We may disclose health information about you for public health reasons in order to prevent or control disease, injury or disability; or report births, deaths, suspected abuse or neglect, non-accidental physical injuries, reactions to medications or problems with products.
We may release health information about you for workers' compensation or similar programs. These programs provide benefits for work-related injuries or illness.
If you are or were a member of the armed forces, or part of the national security or intelligence communities, we may be required by military command or other government authorities to release health information about you. We may also release information about foreign military personnel to the appropriate foreign military authority.
If you are an organ donor, we may release health information to organizations that handle organ procurement or organ, eye or tissue transplantation or to an organ donation bank, as necessary to facilitate such donation and transplantation.

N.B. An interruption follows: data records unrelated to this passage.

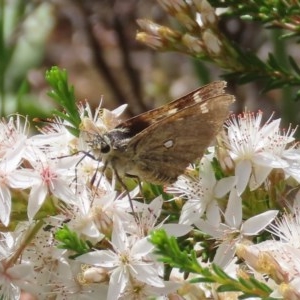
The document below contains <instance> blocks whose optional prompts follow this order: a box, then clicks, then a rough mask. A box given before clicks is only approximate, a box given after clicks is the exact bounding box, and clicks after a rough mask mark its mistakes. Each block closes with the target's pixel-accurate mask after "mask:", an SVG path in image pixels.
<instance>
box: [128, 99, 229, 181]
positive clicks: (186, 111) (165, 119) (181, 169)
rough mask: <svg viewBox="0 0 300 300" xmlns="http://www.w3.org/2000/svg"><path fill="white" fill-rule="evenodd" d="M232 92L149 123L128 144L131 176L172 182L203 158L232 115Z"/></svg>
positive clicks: (131, 139) (187, 108)
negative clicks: (134, 176)
mask: <svg viewBox="0 0 300 300" xmlns="http://www.w3.org/2000/svg"><path fill="white" fill-rule="evenodd" d="M233 101H234V97H233V96H231V95H227V94H223V95H219V96H216V97H213V98H210V99H207V100H206V101H202V102H199V103H196V104H193V105H191V106H189V107H187V108H184V109H181V110H179V111H178V112H176V113H175V114H173V115H170V116H168V117H165V118H164V119H162V120H160V121H158V122H156V123H154V124H152V125H150V126H149V127H148V128H146V129H145V130H143V131H141V132H140V133H138V134H137V135H136V136H134V137H133V138H132V139H131V140H130V141H129V143H128V146H127V151H126V152H127V154H128V156H129V157H131V164H132V166H134V169H133V170H132V172H128V174H130V175H136V176H138V177H140V178H141V179H143V180H145V181H149V182H152V183H158V184H164V183H172V182H174V181H175V180H176V179H177V177H178V176H179V175H180V174H182V173H183V172H184V170H185V168H186V167H187V166H188V165H189V163H191V162H193V161H194V160H195V159H196V158H199V157H202V155H203V153H204V151H205V150H206V149H207V147H208V146H209V144H210V143H211V141H212V139H213V138H214V137H215V135H216V134H217V133H218V131H219V130H220V128H221V126H222V124H223V122H224V120H225V119H226V118H227V117H228V114H229V105H230V104H231V103H232V102H233Z"/></svg>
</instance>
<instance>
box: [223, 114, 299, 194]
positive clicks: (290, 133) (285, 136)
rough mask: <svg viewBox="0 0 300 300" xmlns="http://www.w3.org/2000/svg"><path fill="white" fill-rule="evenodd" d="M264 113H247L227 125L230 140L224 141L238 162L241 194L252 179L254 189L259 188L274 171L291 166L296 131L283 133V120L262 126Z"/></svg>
mask: <svg viewBox="0 0 300 300" xmlns="http://www.w3.org/2000/svg"><path fill="white" fill-rule="evenodd" d="M261 120H262V112H260V111H259V112H258V113H257V115H256V116H255V115H254V114H253V113H250V112H245V113H243V114H242V115H239V116H238V117H235V116H234V117H232V118H231V119H230V120H228V121H227V122H226V128H227V137H226V138H225V139H224V142H225V144H226V145H227V148H228V152H229V155H230V157H231V159H232V160H233V161H234V162H235V164H236V165H235V176H236V177H235V178H236V188H237V191H238V194H239V195H241V194H242V193H243V191H244V190H245V188H246V186H247V184H248V182H249V180H250V189H251V190H254V189H256V188H257V187H259V186H260V185H261V184H262V183H263V182H264V180H265V179H266V178H267V176H268V175H269V173H270V172H271V171H272V169H273V168H286V167H288V166H289V163H288V162H287V161H286V160H285V155H286V154H287V155H288V153H289V151H288V150H289V149H287V150H286V147H287V145H288V144H289V143H291V142H293V141H294V138H293V135H294V133H295V129H293V130H291V129H290V128H289V130H288V131H287V132H286V133H282V132H281V130H280V129H279V124H280V119H277V120H273V121H271V120H269V121H268V122H267V123H265V124H264V125H263V126H261Z"/></svg>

We may use and disclose health information about you for research projects that are subject to a special approval process. We will ask you for your permission if the researcher will have access to your name, address or other information that reveals who you are, or will be involved in your care at the clinic.
We will disclose health information about you when required to do so by federal, state or local law.
We may use and disclose health information about you when necessary to prevent a serious threat to your health and safety or the health and safety of the public or another person.
We may tell you about health-related products or services that may be of interest to you.
We may tell you about or recommend possible treatment options or alternatives that may be of interest to you.
We may contact you as a reminder that you have an appointment for treatment or health care at the clinic.
We may use and disclose health information about you in order to run the clinic and make sure that you and our other patients receive quality care. For example, we may use your health information to evaluate the performance of our staff in caring for you. We may also use health information about all or many of our patients to help us decide what additional services we should offer, how we can become more efficient, or whether certain new treatments are effective.
We may use and disclose health information about you so that the treatment and services you receive at this clinic may be billed to and payment may be collected from you, an insurance company or a third party. For example, we may need to give your health plan information about a service you received here so your health plan will pay us or reimburse you for the service. We may also tell your health plan about a treatment you are going to receive to obtain prior approval, or to determine whether your plan will cover the treatment.
We may use health information about you to provide you with health treatment or services. We may disclose health information about you to doctors, nurses, technicians, clinic staff or other personnel who are involved in taking care of you and your health.